The COSR “retrospective” analysis fails to consider long term benefits available to new technologies, Rabago emailed Utility Dive. At a higher level, it biases utilities against customer-owed resources on the distribution system through its limitation on utility earnings to capital expenditures.

Rabago called this the “you have to spend capital in order to earn” bias.

“On the customer side, there is another huge gotcha,” he added. “It is ‘thanks for investing in DER, but since our sales went down, your rates are going up!'”

Where the two-step works
Traditonal COSR and ratemaking work for utilities that keep the projected values of distributed technologies out of the process.

APS’s Snook said COSR “fully values DERs by permitting customers to reduce their electricity bills with DERs by the amount of grid costs that they save.” This calculation is made in a separate DER valuation process.

Arizona regulators have explicitly rejected ratemaking based on the projections used in IRPs and ruled rates must be based on a retrospective analysis of “measurable data,” Snook said. “Basing rates on actual data protects customers by ensuring that they only pay for costs actually incurred.”

The process also works in disputes, like those over net energy metering for solar, in which conflicting cost-benefit analyses incline regulators to rely on traditional COSR analyses.

Brattle Group Principal Ahmad Faruqui, a frequent rate case expert witness, said advocates for new technologies “become frustrated if rates don’t help them.” Aside from the temporary retail electricity rate compensation for solar generation through net energy metering, “rates have generally not been built to encourage technologies,” Faruqui said.

In the IRP, “we need to include all technologies, with their costs and benefits, to have a level playing field,” he added. “Rates are a separate conversation. The cost-of-service study used for ratemaking is based on well-known, traditional — and some new — principles of rate design going back to Bonbright.”

James Bonbright’s text on ratemaking remains the established ratemaking standard for electric utility commissions.

It is true that COSR does not recognize benefits like environmental costs that advocates for some new technologies want recognized, Faruqui said. But if policymakers want benefits of a technology compensated, they can provide incentives through policy mechanisms like rebates or tax credits.

The cost of those incentives must be recovered, he added. “But putting it in rates creates needless complications and subsidies. That’s just how the process works. Regulators approve the cost of those incentives in procedures outside of the ratemaking process.”

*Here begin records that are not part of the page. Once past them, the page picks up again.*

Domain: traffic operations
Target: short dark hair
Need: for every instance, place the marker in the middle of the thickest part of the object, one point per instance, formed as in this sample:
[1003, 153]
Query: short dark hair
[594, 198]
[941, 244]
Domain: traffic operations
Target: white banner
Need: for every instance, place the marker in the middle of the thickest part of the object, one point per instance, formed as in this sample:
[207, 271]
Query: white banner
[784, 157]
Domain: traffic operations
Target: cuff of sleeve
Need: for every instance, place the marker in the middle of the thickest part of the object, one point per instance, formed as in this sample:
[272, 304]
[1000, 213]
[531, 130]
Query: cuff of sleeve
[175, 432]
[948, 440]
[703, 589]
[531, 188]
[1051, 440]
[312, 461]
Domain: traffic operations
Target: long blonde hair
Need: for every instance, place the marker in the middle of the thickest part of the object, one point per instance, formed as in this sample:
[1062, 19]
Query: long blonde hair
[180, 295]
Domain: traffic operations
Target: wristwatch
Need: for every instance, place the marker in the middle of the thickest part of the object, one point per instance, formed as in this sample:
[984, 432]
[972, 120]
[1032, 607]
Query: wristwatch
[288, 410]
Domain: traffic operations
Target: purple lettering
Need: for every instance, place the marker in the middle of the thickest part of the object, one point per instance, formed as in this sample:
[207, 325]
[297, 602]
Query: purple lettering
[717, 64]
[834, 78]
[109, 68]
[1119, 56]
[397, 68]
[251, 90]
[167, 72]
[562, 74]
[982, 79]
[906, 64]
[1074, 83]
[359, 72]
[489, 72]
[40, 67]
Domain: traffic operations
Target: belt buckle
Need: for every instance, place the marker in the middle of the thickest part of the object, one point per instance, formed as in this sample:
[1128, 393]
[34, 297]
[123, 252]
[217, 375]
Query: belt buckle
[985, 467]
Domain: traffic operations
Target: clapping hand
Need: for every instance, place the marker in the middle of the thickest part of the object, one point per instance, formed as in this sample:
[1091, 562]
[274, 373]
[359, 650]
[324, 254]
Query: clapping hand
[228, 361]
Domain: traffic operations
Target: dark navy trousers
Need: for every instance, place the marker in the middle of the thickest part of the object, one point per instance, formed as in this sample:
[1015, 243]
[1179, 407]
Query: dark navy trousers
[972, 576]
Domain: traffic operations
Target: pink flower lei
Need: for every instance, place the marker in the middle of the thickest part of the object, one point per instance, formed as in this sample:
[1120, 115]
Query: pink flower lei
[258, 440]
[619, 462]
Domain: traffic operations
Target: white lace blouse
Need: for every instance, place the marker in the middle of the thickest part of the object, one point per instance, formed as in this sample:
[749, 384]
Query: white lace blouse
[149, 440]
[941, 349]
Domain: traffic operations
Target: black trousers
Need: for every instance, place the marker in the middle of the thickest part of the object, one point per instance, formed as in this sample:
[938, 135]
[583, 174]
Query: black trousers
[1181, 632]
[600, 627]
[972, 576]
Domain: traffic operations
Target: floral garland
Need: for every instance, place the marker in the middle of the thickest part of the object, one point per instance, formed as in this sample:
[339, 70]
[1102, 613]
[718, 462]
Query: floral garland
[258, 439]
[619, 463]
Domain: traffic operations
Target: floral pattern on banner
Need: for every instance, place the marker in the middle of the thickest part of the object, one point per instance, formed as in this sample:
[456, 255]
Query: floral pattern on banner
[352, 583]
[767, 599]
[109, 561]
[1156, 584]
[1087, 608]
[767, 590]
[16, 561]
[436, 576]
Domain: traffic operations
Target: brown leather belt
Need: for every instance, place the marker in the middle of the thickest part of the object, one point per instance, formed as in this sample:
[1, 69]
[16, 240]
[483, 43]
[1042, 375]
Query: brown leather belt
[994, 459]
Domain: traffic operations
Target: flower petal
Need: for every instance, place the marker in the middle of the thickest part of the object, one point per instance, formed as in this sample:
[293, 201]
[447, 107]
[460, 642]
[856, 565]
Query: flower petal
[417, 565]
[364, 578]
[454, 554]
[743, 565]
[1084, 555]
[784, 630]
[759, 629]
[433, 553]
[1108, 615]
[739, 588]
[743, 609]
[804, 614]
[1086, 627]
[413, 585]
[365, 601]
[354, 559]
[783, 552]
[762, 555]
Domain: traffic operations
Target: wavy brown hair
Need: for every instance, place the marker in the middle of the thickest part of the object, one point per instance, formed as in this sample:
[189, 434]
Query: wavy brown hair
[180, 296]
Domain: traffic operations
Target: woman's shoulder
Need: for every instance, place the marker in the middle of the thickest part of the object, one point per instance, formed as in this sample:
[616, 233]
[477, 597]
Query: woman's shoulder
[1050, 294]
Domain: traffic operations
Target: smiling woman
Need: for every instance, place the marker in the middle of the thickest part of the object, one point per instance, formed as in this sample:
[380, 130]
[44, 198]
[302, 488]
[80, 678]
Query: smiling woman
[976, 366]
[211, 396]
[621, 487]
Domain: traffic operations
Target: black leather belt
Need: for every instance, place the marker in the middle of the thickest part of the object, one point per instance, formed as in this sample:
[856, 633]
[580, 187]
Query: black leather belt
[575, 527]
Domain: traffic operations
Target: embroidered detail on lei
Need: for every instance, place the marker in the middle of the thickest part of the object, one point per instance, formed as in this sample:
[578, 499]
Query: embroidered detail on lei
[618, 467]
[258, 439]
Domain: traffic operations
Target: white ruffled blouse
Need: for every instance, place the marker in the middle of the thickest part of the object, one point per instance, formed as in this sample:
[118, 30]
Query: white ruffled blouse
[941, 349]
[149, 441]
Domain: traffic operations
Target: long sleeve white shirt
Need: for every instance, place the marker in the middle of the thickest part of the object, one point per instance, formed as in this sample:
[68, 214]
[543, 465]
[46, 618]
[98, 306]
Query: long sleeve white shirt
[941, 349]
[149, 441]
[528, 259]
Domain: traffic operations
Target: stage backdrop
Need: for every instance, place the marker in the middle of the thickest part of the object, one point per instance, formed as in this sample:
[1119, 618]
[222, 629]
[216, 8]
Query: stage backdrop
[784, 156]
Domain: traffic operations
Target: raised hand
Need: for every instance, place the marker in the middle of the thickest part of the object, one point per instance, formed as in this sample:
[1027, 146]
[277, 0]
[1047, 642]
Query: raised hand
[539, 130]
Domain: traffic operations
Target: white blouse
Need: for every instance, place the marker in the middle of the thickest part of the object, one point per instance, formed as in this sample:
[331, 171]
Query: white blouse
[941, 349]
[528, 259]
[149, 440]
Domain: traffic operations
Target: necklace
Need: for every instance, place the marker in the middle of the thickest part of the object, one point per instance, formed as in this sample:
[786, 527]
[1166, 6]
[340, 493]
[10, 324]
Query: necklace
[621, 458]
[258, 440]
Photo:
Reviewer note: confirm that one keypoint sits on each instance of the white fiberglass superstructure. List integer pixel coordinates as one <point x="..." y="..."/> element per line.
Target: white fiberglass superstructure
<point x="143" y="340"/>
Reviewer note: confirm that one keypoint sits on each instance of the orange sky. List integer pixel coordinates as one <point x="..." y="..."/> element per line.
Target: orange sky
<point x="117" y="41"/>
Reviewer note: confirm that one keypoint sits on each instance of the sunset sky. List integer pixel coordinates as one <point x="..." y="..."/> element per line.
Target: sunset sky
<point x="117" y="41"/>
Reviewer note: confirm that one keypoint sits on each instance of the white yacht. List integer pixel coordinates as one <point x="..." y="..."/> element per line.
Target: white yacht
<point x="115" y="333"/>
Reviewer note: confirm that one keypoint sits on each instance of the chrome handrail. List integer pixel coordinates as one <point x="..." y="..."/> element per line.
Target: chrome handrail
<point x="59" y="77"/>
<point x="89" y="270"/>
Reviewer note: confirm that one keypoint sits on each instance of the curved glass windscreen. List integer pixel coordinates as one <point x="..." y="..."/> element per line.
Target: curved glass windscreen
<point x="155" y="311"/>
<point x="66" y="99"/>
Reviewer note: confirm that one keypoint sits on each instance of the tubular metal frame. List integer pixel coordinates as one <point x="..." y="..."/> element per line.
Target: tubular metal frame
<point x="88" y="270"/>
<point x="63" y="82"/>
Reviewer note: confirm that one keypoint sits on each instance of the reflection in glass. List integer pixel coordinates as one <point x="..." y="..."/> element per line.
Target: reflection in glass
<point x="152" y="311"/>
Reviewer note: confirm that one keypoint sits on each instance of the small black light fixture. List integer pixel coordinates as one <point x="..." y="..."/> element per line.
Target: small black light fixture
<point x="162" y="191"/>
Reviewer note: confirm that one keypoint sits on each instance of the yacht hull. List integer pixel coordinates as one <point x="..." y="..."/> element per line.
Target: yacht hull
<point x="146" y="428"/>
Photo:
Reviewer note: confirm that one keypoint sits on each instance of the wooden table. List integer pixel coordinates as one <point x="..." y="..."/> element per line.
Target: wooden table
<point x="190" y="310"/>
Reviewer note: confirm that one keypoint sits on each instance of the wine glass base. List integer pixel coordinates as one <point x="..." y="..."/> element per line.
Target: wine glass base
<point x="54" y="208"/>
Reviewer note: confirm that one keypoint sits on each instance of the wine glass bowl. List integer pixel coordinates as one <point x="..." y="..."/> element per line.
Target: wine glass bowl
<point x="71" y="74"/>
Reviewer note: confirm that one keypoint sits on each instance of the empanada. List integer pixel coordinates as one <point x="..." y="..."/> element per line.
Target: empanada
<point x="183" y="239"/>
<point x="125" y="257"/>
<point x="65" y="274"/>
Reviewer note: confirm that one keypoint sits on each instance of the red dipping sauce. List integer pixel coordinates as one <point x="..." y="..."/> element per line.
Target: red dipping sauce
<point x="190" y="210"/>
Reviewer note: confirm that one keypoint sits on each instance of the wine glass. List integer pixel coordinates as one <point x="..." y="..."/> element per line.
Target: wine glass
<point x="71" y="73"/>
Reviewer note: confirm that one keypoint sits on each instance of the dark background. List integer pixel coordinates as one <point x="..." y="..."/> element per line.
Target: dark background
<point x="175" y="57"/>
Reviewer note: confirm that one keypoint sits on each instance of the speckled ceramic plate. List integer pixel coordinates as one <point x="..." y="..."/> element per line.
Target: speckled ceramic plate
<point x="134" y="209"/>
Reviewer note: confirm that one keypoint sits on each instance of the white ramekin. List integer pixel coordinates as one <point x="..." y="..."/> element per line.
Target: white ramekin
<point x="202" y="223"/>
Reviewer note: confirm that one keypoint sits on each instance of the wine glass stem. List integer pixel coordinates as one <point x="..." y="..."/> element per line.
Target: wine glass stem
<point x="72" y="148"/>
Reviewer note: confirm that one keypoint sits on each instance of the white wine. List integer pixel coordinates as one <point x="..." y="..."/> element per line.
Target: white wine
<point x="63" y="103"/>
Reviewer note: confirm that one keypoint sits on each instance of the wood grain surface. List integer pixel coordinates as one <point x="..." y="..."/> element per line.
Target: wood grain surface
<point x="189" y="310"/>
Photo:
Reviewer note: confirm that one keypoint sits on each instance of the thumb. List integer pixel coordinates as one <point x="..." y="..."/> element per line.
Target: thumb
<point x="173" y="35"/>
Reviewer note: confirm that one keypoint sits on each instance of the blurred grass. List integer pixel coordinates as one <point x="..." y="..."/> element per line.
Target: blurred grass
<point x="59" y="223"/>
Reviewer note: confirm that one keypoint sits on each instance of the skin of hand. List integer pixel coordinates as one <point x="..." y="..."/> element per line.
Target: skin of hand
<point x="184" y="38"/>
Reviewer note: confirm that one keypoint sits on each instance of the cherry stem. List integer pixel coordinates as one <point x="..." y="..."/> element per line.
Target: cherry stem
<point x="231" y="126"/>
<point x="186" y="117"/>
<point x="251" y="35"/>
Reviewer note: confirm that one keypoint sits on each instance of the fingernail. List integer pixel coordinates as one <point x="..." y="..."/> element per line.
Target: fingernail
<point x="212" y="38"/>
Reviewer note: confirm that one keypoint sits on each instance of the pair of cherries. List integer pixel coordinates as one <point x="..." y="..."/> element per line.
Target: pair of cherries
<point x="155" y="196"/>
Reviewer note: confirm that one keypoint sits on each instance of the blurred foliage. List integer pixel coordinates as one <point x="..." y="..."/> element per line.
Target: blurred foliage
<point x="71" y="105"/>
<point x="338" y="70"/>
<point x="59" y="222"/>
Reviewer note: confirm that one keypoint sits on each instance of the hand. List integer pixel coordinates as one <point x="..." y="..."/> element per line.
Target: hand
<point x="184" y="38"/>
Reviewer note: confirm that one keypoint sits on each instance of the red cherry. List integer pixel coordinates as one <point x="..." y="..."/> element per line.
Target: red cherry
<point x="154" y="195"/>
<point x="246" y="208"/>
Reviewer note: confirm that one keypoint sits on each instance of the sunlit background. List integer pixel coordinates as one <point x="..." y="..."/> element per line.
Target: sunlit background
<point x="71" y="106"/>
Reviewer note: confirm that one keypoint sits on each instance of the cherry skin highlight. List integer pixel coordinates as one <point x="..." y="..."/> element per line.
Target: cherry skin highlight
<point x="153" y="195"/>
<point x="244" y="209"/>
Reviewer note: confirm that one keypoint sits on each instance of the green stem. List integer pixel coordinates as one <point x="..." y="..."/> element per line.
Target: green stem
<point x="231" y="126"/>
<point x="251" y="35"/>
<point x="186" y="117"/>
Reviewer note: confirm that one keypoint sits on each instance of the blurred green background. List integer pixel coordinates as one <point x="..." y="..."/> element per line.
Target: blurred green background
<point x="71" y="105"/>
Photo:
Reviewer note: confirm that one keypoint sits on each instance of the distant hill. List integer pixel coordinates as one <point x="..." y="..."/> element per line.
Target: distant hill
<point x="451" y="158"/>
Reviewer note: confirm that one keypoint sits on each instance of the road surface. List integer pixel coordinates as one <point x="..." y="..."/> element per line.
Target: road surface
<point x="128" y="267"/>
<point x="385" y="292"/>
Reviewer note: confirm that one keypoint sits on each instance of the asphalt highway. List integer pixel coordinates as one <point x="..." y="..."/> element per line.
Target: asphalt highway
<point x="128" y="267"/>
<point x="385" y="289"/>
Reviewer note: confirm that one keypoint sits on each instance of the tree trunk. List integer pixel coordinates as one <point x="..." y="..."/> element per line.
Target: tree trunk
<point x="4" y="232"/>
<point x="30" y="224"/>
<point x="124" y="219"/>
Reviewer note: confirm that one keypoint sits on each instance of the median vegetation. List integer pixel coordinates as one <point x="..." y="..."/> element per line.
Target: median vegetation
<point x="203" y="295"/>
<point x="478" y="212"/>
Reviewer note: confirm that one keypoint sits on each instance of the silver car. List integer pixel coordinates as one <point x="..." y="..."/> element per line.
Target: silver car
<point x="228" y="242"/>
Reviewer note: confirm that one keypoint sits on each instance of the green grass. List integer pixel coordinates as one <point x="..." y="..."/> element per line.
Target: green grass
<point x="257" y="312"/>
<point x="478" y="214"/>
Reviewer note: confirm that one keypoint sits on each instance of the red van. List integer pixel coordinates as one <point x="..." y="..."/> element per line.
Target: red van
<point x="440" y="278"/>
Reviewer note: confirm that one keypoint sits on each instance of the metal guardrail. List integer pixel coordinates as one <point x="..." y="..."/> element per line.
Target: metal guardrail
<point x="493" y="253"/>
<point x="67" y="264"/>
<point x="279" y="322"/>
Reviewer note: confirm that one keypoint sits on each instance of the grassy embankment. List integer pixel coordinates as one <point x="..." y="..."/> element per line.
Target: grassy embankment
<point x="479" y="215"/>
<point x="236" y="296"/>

That leaves the traditional well-established, workable process in place. It begins with planning to identify the utility’s least-cost portfolio of resources, “based on their costs and benefits and other factors,” he said. “It then moves to ratemaking. It is like a flowchart.”

Beyond the two-step
The power system is transitioning from one in which utilities have forecasted their needs, proposed and built accordingly, and translated that downward to rates, Rocky Mountain Institute (RMI) Electricity Practice Manager Dan Cross-Call told Utility Dive.